I approached my GP colleagues and engaged in open discussion with them, highlighting the benefits that would be ascertained by allowing me to access the ERC, when and if, I needed to admit a patient to hospital, without their sanction. My suggestion was met more with intrigue than opposition; some of my GP colleagues had simply not considered the need for me to access this resource. However, as a result of open discussions, fuller consideration was given to the time that would be freed for the GP’s, allowing them a greater degree of flexibility. Ultimately a common understanding of the need for this change was recognized and subsequently made possible. Working in collaboration, enabled the change that was required to facilitate the progression of my role and independence as a practitioner.
Conclusion.
 
Often, we as practitioners can see benefits of how a change in our working environment can improve an established organizational structure. We may also feel disempowered to be able to construct a change within that establishment. However with the correct approach and engaging in collaborative negotiation a positive resolution can often be achieved. It undoubtedly did in my circumstance and what was once considered non essential is now part of the working life in the practice in which I am currently employed.
References
 
Convey. R, C. (1999) Principle-Centred Leadership, Simon & Schuster: London
Emergency Response Centre (2010) http:// www.shiftingthebalance.scot.nhs.uk [available] online [accessed] 29/3/2011
Huczynski, A., Buchanan, D. ( 1991) Organizational Behaviour: An Introductory Text. 2nd edn., Prentice Hall : Hertfordshire.
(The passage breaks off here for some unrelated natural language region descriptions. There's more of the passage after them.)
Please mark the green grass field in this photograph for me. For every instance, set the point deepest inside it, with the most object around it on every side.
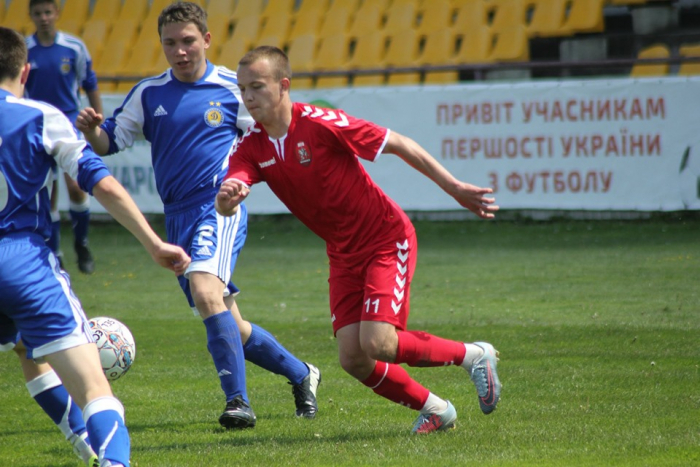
(597, 322)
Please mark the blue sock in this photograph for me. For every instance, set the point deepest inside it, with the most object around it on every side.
(263, 349)
(104, 418)
(80, 221)
(48, 391)
(224, 344)
(54, 242)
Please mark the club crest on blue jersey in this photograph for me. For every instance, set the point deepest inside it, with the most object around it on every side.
(303, 154)
(214, 117)
(65, 65)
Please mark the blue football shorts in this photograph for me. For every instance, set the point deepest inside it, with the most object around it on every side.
(36, 299)
(212, 241)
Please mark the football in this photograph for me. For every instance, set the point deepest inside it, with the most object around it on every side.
(115, 344)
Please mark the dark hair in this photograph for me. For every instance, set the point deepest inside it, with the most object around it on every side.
(277, 58)
(33, 3)
(14, 53)
(183, 12)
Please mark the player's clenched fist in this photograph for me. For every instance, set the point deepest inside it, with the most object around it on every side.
(231, 193)
(88, 119)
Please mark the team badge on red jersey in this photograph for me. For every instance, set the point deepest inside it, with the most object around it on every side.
(303, 154)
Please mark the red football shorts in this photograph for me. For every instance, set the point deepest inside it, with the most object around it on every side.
(375, 288)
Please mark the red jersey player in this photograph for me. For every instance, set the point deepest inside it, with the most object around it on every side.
(308, 157)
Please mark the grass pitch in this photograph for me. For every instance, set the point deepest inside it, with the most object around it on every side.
(597, 322)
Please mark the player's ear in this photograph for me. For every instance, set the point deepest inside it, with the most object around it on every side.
(24, 74)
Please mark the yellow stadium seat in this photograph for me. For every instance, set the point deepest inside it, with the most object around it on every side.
(511, 45)
(689, 68)
(247, 30)
(106, 10)
(507, 13)
(278, 7)
(71, 26)
(231, 52)
(301, 53)
(306, 23)
(276, 25)
(132, 9)
(403, 52)
(585, 16)
(332, 55)
(271, 40)
(17, 17)
(337, 22)
(74, 10)
(548, 17)
(399, 18)
(470, 16)
(247, 8)
(475, 46)
(309, 6)
(655, 69)
(350, 5)
(368, 54)
(367, 20)
(435, 15)
(94, 34)
(439, 49)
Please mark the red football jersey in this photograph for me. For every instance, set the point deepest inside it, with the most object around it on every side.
(315, 172)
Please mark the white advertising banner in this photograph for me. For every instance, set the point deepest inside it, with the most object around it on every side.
(617, 144)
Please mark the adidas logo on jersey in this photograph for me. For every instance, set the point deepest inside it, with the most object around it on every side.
(204, 251)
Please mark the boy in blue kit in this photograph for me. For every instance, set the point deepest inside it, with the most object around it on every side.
(192, 115)
(61, 66)
(36, 299)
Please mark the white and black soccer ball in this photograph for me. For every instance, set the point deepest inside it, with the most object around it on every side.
(116, 346)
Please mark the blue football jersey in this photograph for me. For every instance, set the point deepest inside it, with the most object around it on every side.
(34, 138)
(191, 128)
(59, 71)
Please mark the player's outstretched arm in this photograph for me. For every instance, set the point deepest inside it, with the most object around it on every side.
(88, 122)
(230, 195)
(467, 195)
(121, 206)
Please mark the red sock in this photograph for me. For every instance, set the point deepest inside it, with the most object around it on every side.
(418, 348)
(393, 382)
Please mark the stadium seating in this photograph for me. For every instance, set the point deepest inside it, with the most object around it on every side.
(73, 15)
(434, 16)
(132, 9)
(17, 17)
(656, 69)
(400, 18)
(689, 68)
(332, 55)
(308, 22)
(367, 20)
(95, 33)
(247, 9)
(336, 22)
(585, 16)
(368, 53)
(439, 49)
(403, 52)
(548, 18)
(105, 10)
(302, 51)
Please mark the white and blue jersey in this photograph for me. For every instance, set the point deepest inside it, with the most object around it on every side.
(59, 71)
(191, 128)
(35, 295)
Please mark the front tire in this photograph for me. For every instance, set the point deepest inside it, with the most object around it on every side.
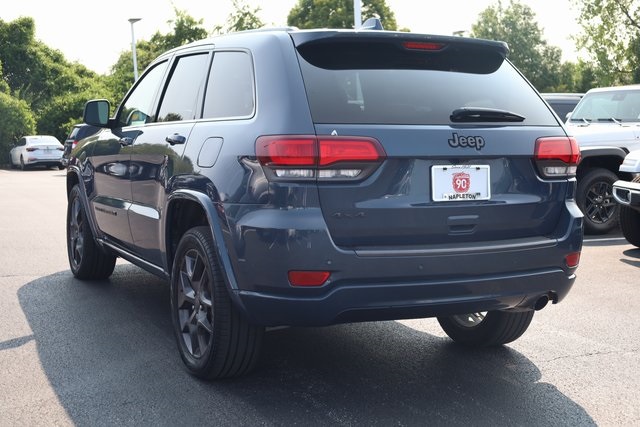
(214, 339)
(595, 200)
(86, 259)
(488, 329)
(630, 222)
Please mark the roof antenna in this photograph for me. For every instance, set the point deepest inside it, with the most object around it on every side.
(372, 24)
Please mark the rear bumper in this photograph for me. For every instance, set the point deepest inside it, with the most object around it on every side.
(382, 284)
(391, 301)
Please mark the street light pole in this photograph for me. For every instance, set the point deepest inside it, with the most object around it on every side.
(133, 49)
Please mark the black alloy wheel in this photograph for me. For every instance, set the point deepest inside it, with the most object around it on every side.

Hurst, J., Kinney, M. (1989) Empowering self and others. University of Toledo: Toledo, OH
Kinney, M., Hurst, J. (1989) Group Process in Education. Ginn custom Publisher: Lexington, MA
Lawrie, A.(2008) New horizons: A plan for modernizing primary care services 2008-2012. http:// www.nhslanarkshire.org.uk [online] available [accessed] March 2011
Marquis, B.L., Huston, C.J. (2000) Leadership Roles and Management Functions in Nursing. 3rd edn., Lippincott Williams & Williams: Philadelphia
The Scottish Government (2008) The Advanced Practice Toolkithttp://www.advancepracticetoolkit.scot.nhs.uk [online] available [accessed] 24/11/2010
The Scottish Government (2010) Advanced Nursing Practice Roles: Guidance for NHS Boards, Scottish Government: Edinburgh.
Smith J., Headley, E. (2010) “ACAP Scotland: An opportunity for acute care advanced practitioners to have a voice”, Skills for Nurses, Vol.22, pp. 12-16
Swansburg, R. C., Swansburg, R, J.( 2002) Introduction to Management and Leadership for Nurse Managers 3rd edn; Jones and Bartlett Publishers: London
Wedderburn Tate, C. (2001) Leadership in Nursing. Churchill Livingston: London
Yoder-Wise, P. S. (2007) Leading and Management in Nursing 4th edn; Mosby Elsevier: St.Louise.